I don't think there will be any long term damage to Apple's reputation from pursuing this, and I think the long term benefits outweigh the cost by sending a message that you can't just do this and expect there to not be consequences. Not pursuing it would send the opposite message -- i.e., that Apple is fair game and you can get away with anything. The media will end up looking self-serving, to their own detriment. And I think most people -- the ones who don't visit AI -- will likely see the very real difference between "reporters" engaging in industrial espionage, where there is no compelling public interest served, and reporters investigating issues like public corruption.

These are very thoughtful points. I agree that Apple is in a bit of a bind here: to do nothing would create it's own issues, as would doing something.

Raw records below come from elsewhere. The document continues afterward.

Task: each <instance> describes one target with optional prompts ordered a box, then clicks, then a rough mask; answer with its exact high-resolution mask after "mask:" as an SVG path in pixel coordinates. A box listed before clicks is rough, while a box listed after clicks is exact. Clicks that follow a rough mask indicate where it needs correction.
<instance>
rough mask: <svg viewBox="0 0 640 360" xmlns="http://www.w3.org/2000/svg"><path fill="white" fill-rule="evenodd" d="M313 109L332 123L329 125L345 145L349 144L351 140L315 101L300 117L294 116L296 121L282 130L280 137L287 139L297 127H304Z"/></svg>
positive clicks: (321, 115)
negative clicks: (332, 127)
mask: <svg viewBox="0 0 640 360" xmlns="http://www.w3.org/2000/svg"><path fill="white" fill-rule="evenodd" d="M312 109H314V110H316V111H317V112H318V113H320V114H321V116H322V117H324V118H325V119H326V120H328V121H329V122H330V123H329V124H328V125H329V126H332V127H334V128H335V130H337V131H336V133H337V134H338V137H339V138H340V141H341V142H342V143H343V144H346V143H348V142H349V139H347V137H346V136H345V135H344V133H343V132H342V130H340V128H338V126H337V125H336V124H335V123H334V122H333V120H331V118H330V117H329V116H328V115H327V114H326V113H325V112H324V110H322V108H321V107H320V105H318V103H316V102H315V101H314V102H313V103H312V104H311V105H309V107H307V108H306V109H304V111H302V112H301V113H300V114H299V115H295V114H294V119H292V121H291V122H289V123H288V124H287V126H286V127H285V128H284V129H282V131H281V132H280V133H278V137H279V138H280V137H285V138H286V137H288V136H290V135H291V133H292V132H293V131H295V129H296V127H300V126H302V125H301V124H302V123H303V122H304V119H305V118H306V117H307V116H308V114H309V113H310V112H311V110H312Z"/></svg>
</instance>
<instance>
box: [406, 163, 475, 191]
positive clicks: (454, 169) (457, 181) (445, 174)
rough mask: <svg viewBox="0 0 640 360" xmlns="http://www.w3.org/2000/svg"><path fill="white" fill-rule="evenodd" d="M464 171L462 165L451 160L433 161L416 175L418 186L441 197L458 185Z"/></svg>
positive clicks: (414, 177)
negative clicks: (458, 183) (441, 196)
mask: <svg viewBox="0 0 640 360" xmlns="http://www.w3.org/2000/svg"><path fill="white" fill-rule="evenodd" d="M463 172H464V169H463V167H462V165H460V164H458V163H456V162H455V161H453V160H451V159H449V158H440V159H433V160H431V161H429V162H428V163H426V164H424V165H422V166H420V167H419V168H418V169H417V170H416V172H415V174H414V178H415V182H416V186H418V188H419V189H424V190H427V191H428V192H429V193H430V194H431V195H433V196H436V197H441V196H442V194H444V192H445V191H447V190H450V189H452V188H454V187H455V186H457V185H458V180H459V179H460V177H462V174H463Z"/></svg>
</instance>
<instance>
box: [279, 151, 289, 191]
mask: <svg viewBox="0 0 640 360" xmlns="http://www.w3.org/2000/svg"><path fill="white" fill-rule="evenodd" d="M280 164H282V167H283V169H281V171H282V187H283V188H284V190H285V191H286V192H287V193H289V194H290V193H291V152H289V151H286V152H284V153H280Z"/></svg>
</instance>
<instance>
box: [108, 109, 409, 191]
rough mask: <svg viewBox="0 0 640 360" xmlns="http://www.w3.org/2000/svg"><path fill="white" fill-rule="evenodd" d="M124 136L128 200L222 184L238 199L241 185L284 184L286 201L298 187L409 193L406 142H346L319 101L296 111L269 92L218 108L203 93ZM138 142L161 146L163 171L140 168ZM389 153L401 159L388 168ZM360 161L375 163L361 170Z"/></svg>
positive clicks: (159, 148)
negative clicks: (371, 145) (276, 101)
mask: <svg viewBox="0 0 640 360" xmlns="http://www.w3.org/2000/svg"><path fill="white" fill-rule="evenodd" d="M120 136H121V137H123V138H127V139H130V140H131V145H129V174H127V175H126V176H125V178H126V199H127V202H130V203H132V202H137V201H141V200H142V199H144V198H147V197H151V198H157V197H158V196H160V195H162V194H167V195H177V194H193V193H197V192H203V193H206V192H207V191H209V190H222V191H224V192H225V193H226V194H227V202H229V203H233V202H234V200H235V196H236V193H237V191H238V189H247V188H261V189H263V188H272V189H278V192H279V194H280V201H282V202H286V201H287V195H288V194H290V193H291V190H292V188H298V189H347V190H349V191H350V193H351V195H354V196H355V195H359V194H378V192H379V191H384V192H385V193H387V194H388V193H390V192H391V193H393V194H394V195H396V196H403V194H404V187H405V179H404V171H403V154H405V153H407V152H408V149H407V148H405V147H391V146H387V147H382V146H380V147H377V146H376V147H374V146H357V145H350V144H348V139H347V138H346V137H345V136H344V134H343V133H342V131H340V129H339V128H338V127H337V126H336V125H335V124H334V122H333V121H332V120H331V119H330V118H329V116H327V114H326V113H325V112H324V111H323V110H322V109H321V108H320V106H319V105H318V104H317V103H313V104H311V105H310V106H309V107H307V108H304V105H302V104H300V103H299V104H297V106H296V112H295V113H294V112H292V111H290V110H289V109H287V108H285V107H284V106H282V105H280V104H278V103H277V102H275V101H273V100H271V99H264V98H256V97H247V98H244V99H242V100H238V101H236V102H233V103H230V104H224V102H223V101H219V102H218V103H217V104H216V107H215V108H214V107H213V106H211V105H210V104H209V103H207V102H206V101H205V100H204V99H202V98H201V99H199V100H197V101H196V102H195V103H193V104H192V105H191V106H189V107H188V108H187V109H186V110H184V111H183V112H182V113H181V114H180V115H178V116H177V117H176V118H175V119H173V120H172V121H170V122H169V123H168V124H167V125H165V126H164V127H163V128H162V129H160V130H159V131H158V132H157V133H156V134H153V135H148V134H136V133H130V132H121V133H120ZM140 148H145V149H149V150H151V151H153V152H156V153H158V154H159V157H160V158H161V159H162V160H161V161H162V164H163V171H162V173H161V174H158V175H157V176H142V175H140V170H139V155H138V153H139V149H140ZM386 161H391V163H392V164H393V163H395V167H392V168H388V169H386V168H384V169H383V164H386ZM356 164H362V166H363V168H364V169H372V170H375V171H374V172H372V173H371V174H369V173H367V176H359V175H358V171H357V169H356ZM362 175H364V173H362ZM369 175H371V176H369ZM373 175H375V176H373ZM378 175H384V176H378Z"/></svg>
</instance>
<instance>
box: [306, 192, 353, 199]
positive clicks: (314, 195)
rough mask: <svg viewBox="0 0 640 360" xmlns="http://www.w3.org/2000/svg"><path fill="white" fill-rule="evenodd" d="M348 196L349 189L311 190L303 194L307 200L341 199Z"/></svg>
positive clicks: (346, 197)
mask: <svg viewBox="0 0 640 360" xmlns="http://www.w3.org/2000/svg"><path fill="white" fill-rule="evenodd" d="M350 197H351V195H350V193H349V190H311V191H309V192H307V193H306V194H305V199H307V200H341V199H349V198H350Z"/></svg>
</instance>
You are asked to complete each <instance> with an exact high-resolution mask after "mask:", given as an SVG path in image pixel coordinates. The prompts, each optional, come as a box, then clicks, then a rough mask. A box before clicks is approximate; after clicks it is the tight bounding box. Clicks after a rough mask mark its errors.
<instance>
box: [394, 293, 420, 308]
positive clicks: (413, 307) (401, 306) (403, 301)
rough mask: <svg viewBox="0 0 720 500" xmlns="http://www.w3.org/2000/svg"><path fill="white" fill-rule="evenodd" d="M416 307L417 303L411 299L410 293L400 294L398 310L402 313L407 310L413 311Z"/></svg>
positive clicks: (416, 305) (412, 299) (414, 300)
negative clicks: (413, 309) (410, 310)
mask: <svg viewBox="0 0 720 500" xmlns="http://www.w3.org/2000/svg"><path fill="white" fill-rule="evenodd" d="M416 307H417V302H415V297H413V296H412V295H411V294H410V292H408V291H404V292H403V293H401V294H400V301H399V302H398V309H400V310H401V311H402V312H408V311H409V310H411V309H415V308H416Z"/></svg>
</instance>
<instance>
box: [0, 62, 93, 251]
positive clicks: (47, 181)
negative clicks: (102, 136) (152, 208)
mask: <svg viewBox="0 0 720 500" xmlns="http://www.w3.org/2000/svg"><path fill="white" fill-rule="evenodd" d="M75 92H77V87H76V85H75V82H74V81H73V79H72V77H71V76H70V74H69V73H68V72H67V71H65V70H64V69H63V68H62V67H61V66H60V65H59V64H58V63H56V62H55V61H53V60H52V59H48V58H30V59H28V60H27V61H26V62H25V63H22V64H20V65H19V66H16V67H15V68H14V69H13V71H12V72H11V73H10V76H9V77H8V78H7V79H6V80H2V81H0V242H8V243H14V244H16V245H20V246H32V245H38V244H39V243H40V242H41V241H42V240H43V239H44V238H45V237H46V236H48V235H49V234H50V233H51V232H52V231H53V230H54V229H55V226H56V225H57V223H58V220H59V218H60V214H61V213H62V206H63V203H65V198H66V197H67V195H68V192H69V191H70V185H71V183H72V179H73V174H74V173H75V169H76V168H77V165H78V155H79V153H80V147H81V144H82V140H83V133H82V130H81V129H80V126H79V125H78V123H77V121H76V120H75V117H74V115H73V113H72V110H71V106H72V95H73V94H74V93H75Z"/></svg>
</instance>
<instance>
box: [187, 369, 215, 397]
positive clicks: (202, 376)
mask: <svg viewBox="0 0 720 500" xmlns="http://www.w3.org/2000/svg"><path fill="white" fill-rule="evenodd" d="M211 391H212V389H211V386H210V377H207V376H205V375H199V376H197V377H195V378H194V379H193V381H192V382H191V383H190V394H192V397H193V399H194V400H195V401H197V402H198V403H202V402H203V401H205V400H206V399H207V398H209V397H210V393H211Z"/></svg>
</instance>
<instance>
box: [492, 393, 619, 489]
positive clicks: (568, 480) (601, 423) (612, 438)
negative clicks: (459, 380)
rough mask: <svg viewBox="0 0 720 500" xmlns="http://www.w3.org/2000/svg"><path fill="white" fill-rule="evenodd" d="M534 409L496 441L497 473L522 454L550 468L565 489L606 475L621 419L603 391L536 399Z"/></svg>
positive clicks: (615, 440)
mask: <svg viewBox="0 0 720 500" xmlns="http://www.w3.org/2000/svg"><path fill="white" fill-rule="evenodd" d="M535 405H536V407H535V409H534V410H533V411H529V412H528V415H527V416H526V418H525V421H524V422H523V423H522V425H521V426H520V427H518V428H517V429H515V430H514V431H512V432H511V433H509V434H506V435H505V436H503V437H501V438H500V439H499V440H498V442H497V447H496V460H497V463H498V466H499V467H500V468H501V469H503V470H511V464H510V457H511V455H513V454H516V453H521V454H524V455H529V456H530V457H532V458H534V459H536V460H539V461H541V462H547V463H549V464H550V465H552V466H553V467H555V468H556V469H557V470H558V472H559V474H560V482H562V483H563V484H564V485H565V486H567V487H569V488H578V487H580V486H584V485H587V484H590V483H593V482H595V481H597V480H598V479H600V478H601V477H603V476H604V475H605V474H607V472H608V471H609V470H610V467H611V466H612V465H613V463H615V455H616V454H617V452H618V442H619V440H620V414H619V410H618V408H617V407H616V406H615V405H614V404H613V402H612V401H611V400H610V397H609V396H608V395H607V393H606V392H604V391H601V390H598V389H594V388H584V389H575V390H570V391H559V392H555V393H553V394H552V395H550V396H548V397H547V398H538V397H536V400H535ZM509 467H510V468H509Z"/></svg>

I am simply coming out on one side of this, suggesting that in the long run, this amounts to a hill of beans, and that Apple has the opportunity to take the high road here.
post #120 of 250
Quote:
Originally Posted by anantksundaram View Post

You'd 'fire [my] ass' if I were on your board!?

Who'd be you? SJ?

Don't know much about how a modern corporation functions today, do you? (Hint: you should probably have thought about it before you put me on the board).

Hey I don't like everything that Apple does, especially lately. They are getting a bit heavy-handed. That said, they absolutely have no choice on this one. If they let this kind of stuff slide it will happen all of the time.

Their engineer screwed up (it appears). But it was an honest mistake. Hogan, his buddy and Gizmodo's actions were anything but. They're in deep sh*t.